My party eventually killed it by trapping it in a room with a crush-trap ceiling for six seconds, and then activating the trap.  Since the apotropaiadon couldn't rewind to a time before it was trapped in the room, it couldn't escape through it's rewind ability.

After rewinding time several thousand times and attempting everything it could think of (attacking different parts of the door, trying to jam the mechanism in different ways, pressing every brick in case it was a secret "off" switch) the apotropaiadon gave up, and died cursing the party on the other side of the door.

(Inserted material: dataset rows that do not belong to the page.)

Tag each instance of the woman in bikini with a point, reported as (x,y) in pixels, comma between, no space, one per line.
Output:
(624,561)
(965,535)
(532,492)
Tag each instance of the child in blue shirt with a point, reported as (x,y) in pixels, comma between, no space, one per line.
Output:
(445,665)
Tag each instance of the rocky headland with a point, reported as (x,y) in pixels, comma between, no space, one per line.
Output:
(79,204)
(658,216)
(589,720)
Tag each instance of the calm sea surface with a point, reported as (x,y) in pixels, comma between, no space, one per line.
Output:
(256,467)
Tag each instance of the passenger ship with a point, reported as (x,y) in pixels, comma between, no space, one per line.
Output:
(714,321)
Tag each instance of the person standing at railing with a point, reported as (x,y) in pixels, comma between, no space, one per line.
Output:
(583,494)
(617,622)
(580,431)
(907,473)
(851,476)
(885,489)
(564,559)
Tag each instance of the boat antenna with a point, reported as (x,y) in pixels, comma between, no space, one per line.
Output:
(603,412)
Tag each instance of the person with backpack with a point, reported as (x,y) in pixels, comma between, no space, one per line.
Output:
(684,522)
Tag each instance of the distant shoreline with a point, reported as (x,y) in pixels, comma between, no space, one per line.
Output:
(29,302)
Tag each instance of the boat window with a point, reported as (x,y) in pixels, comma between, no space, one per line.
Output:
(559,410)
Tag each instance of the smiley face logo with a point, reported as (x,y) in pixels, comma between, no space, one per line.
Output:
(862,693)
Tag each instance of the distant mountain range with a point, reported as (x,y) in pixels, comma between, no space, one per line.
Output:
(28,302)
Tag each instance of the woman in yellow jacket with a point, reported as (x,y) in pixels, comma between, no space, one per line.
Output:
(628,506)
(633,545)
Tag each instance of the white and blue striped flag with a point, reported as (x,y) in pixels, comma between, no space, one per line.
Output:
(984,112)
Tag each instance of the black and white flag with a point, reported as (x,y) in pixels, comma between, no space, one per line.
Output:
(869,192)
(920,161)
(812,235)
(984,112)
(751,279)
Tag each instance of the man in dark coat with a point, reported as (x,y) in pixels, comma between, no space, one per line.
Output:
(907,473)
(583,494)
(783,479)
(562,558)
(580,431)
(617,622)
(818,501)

At this point, the party was not far from giving up themselves, having pulled the same lever a few thousand times.  (At least in the fiction.  The players around the table were like "fuck this guy, my character is going to pull the lever a million times, and talk shit every time".)

6 comments:

  1. The web serial 'Worth the Candle' gives unicorns a very similar rewind ability, with observers granted vague memories of the discarded timeline as soon as the monster decides to stop looping back.

    ReplyDelete
  2. Like a millenarian from Anathem, picking and choosing the timeline where they are successful. Neat.

    ReplyDelete
  3. Wait, this wasn't just insane theorycrafting? You actually played with this thing?

    How the heck did your players figure out what it did, and how to beat it?


    Doug M.

    ReplyDelete
  4. Im so glad you're still posting! I really love your content, its been both a great source of snatched ideas and inspiration over the years! I'll keep coming as long as there are fresh articles ^-^ (I already read all the old ones)

    ReplyDelete
  5. my favorite thing about this monster is that it's a much, MUCH better idea to try to befriend it than it is to try and kill it. both because killing it is a chore, and having it on your side would be sweet. what are its wants? how would a party go about getting it on their side?

    ReplyDelete
  6. Isn't there some way to simulate the effects of the rewinding without actually doing it? Maybe determine the chance of any party member one-shotting it, rolling against that and having anything else be a perfect round for the Apotropaiadon?

    Also, you have a spambot. A "Mr Devdigs".